Aus der DDR hinaus in die Welt
Vor 30 Jahren blieb die staatliche Interflug für immer am Boden
Berlin – „Lady Agnes“hält Kurs Nordwest, seit mehr als drei Jahrzehnten. So lange schon steht die Passagiermaschine auf einer Wiese 60 Kilometer von Berlin – ausrangiert. Man kann in ihrer Kabine Hochzeit feiern. Die Iljuschin Il-62 ist eine der letzten Zeuginnen der Interflug. Die staatliche Fluggesellschaft der DDR war der Stolz ihrer Crews und der Regierung, doch vor 30 Jahren landete die Interflug für immer.
„Saftschubse hätte damals niemand gesagt“, sagt Andrea Beu, früher Flugbegleiterin bei der Interflug. „Stattdessen wurde man in Uniform in der S-Bahn geradezu bewundert und auch freundlich angesprochen.“Noch stärker als im Westen war Stewardess in der DDR ein Traumberuf.
Fliegen als Privileg
Denn Fliegen war ein Privileg, besonders wenn es in den Westen ging. Die noch als „Deutsche Lufthansa“(Ost) gestartete Interflug flog zu Zielen wie Bukarest, Havanna und Moskau, aber auch nach Kairo und Singapur, denn das brachte Westgeld in die Kasse. Die Crews für das „nichtsozialistische Wirtschaftsgebiet“wurden wachsam ausgesucht.
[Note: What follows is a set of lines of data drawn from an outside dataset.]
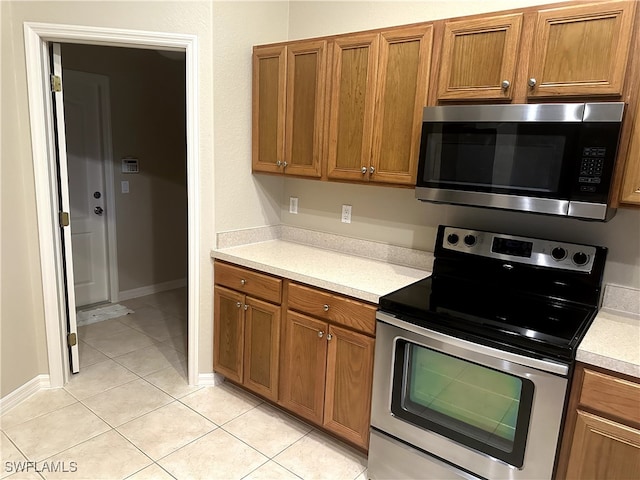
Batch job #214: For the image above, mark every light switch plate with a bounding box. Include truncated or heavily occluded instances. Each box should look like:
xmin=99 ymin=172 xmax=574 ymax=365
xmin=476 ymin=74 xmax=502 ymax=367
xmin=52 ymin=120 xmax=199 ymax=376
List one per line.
xmin=342 ymin=205 xmax=351 ymax=223
xmin=289 ymin=197 xmax=298 ymax=214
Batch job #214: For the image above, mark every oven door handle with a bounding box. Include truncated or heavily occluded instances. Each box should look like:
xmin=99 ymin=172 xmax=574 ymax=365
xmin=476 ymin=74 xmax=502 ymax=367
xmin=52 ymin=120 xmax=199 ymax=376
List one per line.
xmin=376 ymin=310 xmax=569 ymax=377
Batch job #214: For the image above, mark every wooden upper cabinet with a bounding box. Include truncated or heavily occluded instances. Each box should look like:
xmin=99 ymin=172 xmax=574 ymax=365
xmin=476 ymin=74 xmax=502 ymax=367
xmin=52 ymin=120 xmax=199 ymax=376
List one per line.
xmin=327 ymin=34 xmax=379 ymax=180
xmin=369 ymin=25 xmax=433 ymax=185
xmin=438 ymin=14 xmax=522 ymax=100
xmin=327 ymin=25 xmax=433 ymax=185
xmin=528 ymin=2 xmax=636 ymax=97
xmin=252 ymin=46 xmax=287 ymax=173
xmin=284 ymin=40 xmax=327 ymax=177
xmin=252 ymin=40 xmax=327 ymax=177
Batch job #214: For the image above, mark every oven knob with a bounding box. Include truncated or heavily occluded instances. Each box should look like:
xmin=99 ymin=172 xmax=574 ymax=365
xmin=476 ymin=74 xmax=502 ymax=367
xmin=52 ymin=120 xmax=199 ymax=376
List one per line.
xmin=573 ymin=252 xmax=589 ymax=265
xmin=464 ymin=235 xmax=476 ymax=247
xmin=551 ymin=247 xmax=567 ymax=262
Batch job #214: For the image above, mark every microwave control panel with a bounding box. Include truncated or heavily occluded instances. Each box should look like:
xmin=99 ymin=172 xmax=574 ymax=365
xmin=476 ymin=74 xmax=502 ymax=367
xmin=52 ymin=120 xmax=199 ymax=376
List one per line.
xmin=578 ymin=147 xmax=607 ymax=192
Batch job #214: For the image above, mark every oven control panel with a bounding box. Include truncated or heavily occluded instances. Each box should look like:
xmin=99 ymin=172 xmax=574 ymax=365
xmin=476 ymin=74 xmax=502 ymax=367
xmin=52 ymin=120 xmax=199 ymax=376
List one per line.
xmin=442 ymin=227 xmax=596 ymax=272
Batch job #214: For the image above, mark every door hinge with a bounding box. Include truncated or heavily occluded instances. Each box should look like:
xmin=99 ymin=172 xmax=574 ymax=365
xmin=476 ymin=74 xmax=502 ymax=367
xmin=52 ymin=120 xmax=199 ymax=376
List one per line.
xmin=51 ymin=75 xmax=62 ymax=92
xmin=58 ymin=212 xmax=69 ymax=227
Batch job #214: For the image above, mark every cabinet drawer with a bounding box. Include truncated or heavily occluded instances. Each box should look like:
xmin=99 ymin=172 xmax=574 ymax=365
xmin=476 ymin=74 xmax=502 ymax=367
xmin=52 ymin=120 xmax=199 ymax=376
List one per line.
xmin=214 ymin=262 xmax=282 ymax=303
xmin=288 ymin=283 xmax=377 ymax=335
xmin=580 ymin=370 xmax=640 ymax=423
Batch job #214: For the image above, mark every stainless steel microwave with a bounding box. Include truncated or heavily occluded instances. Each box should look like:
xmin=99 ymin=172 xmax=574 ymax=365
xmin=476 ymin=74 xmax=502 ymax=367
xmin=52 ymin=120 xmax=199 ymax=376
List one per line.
xmin=416 ymin=102 xmax=624 ymax=221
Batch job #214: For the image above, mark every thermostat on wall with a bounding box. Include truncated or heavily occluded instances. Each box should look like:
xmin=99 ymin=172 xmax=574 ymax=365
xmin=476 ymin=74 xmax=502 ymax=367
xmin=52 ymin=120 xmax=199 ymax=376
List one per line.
xmin=122 ymin=157 xmax=140 ymax=173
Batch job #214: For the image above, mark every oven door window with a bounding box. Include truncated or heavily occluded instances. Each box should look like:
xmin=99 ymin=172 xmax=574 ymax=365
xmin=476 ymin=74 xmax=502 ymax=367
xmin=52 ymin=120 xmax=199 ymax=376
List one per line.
xmin=418 ymin=122 xmax=580 ymax=198
xmin=391 ymin=340 xmax=534 ymax=467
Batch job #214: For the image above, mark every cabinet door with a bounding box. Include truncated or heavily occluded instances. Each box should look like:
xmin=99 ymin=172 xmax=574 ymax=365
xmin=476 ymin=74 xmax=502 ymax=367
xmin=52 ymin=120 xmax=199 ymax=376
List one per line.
xmin=284 ymin=40 xmax=327 ymax=177
xmin=280 ymin=312 xmax=328 ymax=424
xmin=528 ymin=2 xmax=635 ymax=97
xmin=369 ymin=25 xmax=433 ymax=185
xmin=327 ymin=34 xmax=379 ymax=180
xmin=566 ymin=411 xmax=640 ymax=480
xmin=243 ymin=297 xmax=280 ymax=401
xmin=323 ymin=326 xmax=374 ymax=448
xmin=438 ymin=14 xmax=522 ymax=100
xmin=213 ymin=287 xmax=244 ymax=383
xmin=252 ymin=46 xmax=286 ymax=173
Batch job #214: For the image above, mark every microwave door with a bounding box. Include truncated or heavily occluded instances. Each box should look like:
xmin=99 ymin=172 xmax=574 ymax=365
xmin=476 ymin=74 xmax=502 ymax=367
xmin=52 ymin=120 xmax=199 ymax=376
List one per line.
xmin=416 ymin=122 xmax=576 ymax=215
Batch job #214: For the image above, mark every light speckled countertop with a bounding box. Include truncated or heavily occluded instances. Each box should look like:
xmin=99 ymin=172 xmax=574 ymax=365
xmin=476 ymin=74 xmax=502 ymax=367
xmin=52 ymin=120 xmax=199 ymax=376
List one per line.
xmin=211 ymin=233 xmax=640 ymax=378
xmin=211 ymin=240 xmax=431 ymax=303
xmin=576 ymin=308 xmax=640 ymax=378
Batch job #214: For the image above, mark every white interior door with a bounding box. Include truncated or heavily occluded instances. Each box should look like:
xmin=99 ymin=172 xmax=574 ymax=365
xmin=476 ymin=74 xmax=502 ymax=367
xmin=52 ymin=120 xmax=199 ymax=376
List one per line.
xmin=63 ymin=70 xmax=110 ymax=307
xmin=51 ymin=43 xmax=80 ymax=373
Verlässlichkeit war wichtig, „Republikflucht“musste unbedingt vermieden werden.
Das ist lange her. Am 30. April 1991 landete eine Tupolew aus Wien als letzte Interflug-Maschine in Berlin-Schönefeld, einst Zentralflughafen der DDR. Erst vor zwei Monaten wurde auch sein Terminal außer Dienst gestellt.
Sammler handeln auf Online-Marktplätzen mit Relikten der Fluggesellschaft, die 1958 nach aussichtslosem Streit mit der West-Lufthansa ihren neuen Namen erhielt: Flugzeug-Modelle, Kulturtaschen und Ehrennadeln, Pilotenmützen, Biergläser und Sahnekännchen – alles mit Interflug-Emblem. Viele Mitarbeiter halten noch Kontakt.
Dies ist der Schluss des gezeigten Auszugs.